From: ebiederm@xmission.com (Eric W. Biederman)
To: Andrew Morton <akpm@linux-foundation.org>
Cc: Hugh Dickins <hugh@veritas.com>,
linux-mm@kvack.org, linux-kernel@vger.kernel.org,
Rik van Riel <riel@redhat.com>
Subject: [PATCH 1/3] mm: Introduce revoke_mappings.
Date: Sat, 25 Sep 2010 16:33:48 -0700 [thread overview]
Message-ID: <m1ocbl9z4z.fsf@fess.ebiederm.org> (raw)

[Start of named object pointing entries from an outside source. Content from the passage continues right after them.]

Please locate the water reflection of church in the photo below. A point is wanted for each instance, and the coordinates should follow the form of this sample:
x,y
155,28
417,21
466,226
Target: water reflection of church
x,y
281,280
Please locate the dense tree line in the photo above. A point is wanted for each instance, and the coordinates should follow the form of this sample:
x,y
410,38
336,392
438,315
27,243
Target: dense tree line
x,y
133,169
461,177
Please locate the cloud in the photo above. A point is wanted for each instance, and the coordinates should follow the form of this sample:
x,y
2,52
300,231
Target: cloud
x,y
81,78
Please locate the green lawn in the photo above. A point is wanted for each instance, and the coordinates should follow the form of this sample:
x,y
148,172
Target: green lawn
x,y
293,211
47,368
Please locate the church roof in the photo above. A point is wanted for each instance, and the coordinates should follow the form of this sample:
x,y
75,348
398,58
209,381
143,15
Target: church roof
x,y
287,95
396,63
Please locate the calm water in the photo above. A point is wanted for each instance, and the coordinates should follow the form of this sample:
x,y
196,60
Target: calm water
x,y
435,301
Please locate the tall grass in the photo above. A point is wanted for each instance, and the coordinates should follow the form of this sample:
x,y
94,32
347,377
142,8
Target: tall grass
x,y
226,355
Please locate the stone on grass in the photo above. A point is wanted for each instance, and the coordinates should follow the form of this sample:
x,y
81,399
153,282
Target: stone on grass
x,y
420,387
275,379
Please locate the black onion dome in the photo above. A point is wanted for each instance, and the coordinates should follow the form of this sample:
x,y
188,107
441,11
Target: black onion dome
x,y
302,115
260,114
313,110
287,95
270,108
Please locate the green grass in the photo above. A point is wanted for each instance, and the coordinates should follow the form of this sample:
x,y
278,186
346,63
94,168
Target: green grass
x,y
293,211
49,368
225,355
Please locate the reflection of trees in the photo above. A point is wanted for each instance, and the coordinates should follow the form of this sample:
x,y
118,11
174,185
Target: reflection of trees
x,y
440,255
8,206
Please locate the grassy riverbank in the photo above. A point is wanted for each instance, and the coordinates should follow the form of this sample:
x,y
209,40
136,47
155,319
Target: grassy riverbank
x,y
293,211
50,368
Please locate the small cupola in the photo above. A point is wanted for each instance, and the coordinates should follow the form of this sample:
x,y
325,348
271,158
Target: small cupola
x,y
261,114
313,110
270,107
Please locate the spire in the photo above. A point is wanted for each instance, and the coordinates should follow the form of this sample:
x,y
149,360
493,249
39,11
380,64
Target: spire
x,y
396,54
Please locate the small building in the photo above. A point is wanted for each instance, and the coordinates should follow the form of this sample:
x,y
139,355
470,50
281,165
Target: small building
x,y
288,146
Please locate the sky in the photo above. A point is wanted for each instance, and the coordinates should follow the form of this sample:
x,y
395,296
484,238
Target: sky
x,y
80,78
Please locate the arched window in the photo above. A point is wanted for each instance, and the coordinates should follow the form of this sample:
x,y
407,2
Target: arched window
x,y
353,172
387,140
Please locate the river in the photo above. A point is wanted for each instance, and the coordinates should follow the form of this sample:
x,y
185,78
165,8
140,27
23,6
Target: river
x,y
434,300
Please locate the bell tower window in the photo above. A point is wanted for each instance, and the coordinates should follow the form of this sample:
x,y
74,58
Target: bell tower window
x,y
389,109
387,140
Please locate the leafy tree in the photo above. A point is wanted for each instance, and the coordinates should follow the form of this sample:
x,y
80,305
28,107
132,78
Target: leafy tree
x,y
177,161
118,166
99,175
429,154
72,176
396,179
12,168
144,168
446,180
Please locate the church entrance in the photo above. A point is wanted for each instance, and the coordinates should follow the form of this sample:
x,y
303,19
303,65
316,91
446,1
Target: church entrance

In-Reply-To: <m1sk0x9z62.fsf@fess.ebiederm.org> (Eric W. Biederman's message of "Sat, 25 Sep 2010 16:33:09 -0700")
When the backing store of a file becomes inaccessible we need a function
to remove that file from the page tables and arrange for page faults
to trigger SIGBUS.
Signed-off-by: Eric W. Biederman <ebiederm@aristanetworks.com>
---
include/linux/mm.h | 2 +
mm/Makefile | 2 +-
mm/nommu.c | 5 ++
mm/revoke.c | 180 ++++++++++++++++++++++++++++++++++++++++++++++++++++
4 files changed, 188 insertions(+), 1 deletions(-)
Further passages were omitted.